Fourth Monday of the month is the bee club meeting. All months except August and December. September is typically when they do the cookout. They provide the small steaks, hot dogs, and burgers and the rest is potluck. We also do a soup social too. I think that is typically in the spring. At the July meeting, they give out two glass jars (part of your membership) so that you will have one for the fair entry. Dues not due until Fall of 2022 now. You can learn so much from the meetings.

First week of July: Add the honey supers. Watch for swarms. Watch for bearding on the outside which typically means the hive is too hot. I use about eight pennies on two corners of the top box to prop the lit up just enough to circulate the air in the hive. Sticks work too. Be diligent on your hive checks and never go longer than 10 days in between.

First or second week of July: Add a queen excluder between the two medium boxes with the queen (if you can find her) in the very bottom box. Nectar flow will start very soon if it hasn’t already. Remember we are about a week behind you and two weeks behind Anchorage in our flow here in Willow. This is prime swarm time so be diligent in your hive checks!

Third week of July: Cage the Queen using hardware cloth and make a cage about the size of a pack of cigarettes. Just fold the corners over like you are making a burrito. You want to squish it a bit so it will lay between the two medium boxes. The worker bees will continue to feed her, she just can’t lay eggs.

First weekend in August: Depending on the weather, this is when I always harvest. You can pull the frames off and harvest and put those frames back or replace them with others. If you are still trying to build comb this is a great time to start to feed heavy with sugar syrup. Remember you do not have to spin your honey out right away. Some people even pull their frames and place them upright in the freezer and harvest much, much later. A great harvest is about 90 pounds of honey per box. We typically don’t get that much but almost every year we have had more than a couple of hundred pounds at harvest.

Third week of August: I believe it is the Tuesday before the start of the first weekend of the state fair that your entry is due. There are tips on a good entry on the Saba website. We never heat ours up or do anything special, but some people do. The key is not to have bubbles or any flakes of wax in the honey. We always enter because not only do you see how yours stacks up against others but also how yours looks compared to others in your area (color) and who knows you just may win! We have won two first places and two-thirds in the five years we have entered. This is our 7th year as beekeepers and didn’t enter last year because it was canceled. Visit the fair booth and if you can take a turn to volunteer. It is always fun!

When you bottle your honey for sale make sure it has the appropriate label if you are planning on selling it. It must have the weight, what it is and where it is from. We sell ours for $20 a jar and have no problems selling it. We almost always sell out. If you are going to sell it I do not recommend the Mason-style jars as most people will want a squeeze jar. We typically only keep three or four bottles for ourselves. We sell most of ours via social media. I know that you don’t do social but there are other places around town (small mom and pop type stores) that would love to have local honey, especially in the winter. We almost always cover our costs and have paid for all our gear/equipment/etc. years ago and at $20 a jar you pay for your next year’s bees with just a few bottles. You can order plastic bottles from the Victor’s and two bottles will fit in the small flat rate priority mailbox. So, if you are sending it outside it costs, I believe $6.99 for that flat rate.

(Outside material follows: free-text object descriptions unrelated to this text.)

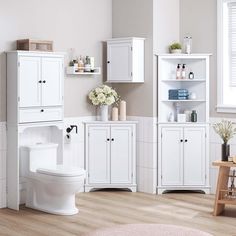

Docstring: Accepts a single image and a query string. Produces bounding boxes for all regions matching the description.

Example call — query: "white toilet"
[22,143,86,215]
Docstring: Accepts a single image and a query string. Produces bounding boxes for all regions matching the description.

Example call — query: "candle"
[120,100,126,121]
[112,107,118,121]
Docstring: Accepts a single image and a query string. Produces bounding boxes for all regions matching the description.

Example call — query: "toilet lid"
[37,165,85,177]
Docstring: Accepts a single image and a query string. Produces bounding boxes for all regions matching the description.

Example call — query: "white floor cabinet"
[157,54,211,194]
[159,125,208,192]
[84,121,137,192]
[6,51,65,210]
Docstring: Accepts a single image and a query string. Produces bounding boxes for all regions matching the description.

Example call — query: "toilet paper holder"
[66,125,78,139]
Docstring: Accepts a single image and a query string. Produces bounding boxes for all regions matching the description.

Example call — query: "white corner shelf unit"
[6,51,65,210]
[66,66,101,75]
[157,53,211,194]
[106,37,145,83]
[84,121,137,192]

Remember I said we typically get a couple of hundred pounds of honey—That is an income of about $4000. I think last year we brought in 137 pounds on two hives, and we have just six jars left as of today, so we had an income of about $2620. We don’t keep bees for the money, but it is a nice little income that we typically use to cover our expenses and take a short trip somewhere.

You can sell honey at the fair at the honey booth. I do think that they keep 25%. I think the club member’s name is Jack that runs the booth. The booth is not affiliated with SABA but many of the members volunteer and sell their honey there.

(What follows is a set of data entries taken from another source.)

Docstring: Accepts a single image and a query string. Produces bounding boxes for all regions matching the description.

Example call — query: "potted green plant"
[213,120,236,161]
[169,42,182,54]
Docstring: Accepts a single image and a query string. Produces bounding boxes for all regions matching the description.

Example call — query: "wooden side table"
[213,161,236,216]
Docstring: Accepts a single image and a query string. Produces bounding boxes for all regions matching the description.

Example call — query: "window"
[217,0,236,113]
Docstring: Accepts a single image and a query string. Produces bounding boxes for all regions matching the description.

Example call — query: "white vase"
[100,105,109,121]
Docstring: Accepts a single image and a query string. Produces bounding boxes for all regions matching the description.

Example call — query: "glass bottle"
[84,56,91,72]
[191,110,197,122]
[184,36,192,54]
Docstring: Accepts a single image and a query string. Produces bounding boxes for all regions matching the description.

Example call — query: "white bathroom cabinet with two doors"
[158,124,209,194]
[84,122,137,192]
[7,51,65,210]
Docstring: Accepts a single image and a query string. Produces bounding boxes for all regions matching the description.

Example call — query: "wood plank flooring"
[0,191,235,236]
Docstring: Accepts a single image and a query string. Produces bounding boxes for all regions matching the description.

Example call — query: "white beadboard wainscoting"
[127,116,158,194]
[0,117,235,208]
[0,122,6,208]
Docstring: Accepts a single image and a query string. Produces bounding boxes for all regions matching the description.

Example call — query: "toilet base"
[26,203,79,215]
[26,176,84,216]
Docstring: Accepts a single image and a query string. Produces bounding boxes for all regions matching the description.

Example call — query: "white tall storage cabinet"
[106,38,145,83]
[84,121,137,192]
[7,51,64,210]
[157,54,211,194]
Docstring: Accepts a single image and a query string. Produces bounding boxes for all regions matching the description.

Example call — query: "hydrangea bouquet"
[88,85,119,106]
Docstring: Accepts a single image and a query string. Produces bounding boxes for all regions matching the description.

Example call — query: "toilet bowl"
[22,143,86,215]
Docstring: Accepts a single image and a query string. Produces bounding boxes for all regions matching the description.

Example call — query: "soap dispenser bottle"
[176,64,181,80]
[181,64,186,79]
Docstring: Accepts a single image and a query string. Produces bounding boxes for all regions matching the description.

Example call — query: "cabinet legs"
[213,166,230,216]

First week of September: Depending on the weather you may be able to get a very small second harvest. We will typically get another 8-10 jars of honey from this harvest but always check this honey with the refractor (I have one, or you can buy your own for about $20 on Amazon) so that you can tell the moisture content you will want to check your main harvest too but if you enter the fair, they will check it for you and tell you what it is. Continue to add sugar water if you are trying to build comb. Hive checks are not a huge deal because you have already harvested and if they do swarm that is okay. 

First week of October: This is typically when I will dispatch the bees. Depending on my timing with caging the queen, typically there are not too many bees that I have to kill. Some people give them away, but I have found out here it is more hassle than it is worth. I use a shop vac with some soapy water. I know it’s not fun killing them, but they will most likely die if you tried to overwinter anyway

After I dispatch the bees, I always do a good scrape down of the extra propolis, especially where the frames rest on the boxes. I also clean off any extra comb around the edges of the frames and scrape off any wax on the insides of the boxes. I do the cleaning in the fall because typically we have a lot of snow still on the ground in April, so I just want to place the boxes out and be ready to insert the new bees.

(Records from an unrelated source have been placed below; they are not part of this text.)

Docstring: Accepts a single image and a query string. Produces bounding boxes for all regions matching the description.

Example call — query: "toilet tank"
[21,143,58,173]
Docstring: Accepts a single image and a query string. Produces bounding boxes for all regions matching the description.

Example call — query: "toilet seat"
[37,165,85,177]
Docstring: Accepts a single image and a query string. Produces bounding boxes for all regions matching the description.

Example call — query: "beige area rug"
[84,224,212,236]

Always store in a decently cool spot with the boxes on the floor so that mice or any other critters can’t get in. Remember next year’s bees will clean up anything that is left behind.

Early to mid-January: Order your bees for next year. I would highly recommend a second hive. That way if one fails/swarms/etc. You have a second one. A second hive is not that much more work than just one. Plus, you have a good base of drawn comb to add among two hives. I would recommend that you continue with Italians.

Second, Third and Fourth week of April: The start of your third year as a beekeeper!

If you haven’t done it in the last two years, it is required that you register the number of hives you have with the state. Also, if someone calls you from a Wyoming phone number from the Department of Agriculture, they are legit. They collect data about bees and that data is, of course, useful in the study of honeybees, especially in Alaska. I am not sure of the website, but you can find it or ask someone at the club meetings. I have it bookmarked on my laptop.